「それじゃあ、今の王は⋯⋯何者なんだ?」

「偽りの王。俺から言わせれば⋯⋯⋯⋯ただの殺人者だ」

 もしかして、と尋ねるヴィクトールに彼は頷いた。

「俺たち一族を皆殺しにし、全ての罪を我らに着せた。その殺戮者の黒幕が、ゲオルク・シュタインフェルト。今の国王の血筋だ」

 そしてその事実を知りながらも、自分は何一つ出来なかったと。

 それどころか彼は、その憎き血族の末裔であるイザベラの命をこの度救ったばかり。あの時、彼女を見殺しにすることも出来た。わざわざ手を差し伸べることもなかったはずだ。なのに、彼はそうはしなかった。

 見て見ぬふりなど出来なかったのだ。

 彼自身が背負う、救えなかった数多の魂と重なって。

 人ひとり捻り潰すことなど、彼には容易い。しかし、一族の掟がそれを許さなかったのだと。

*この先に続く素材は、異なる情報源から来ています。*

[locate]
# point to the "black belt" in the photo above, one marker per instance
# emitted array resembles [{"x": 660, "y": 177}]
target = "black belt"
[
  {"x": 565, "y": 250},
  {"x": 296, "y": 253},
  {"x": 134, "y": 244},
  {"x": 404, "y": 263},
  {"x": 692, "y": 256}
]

 もう二度、人は殺さない────それが、ヴァンパイア一族の血の掟だったから。

 そして、それを確約に人間との共存を受け入れたのだ。

 けれど、彼らはヴァンパイア。

 どうあっても鮮血への欲求は抑えられない。血への渇きは彼らを瞬く間に『血に飢えた魔物』へと変貌させていく。

 そこで考え出されたのが、とある『秘薬』だった。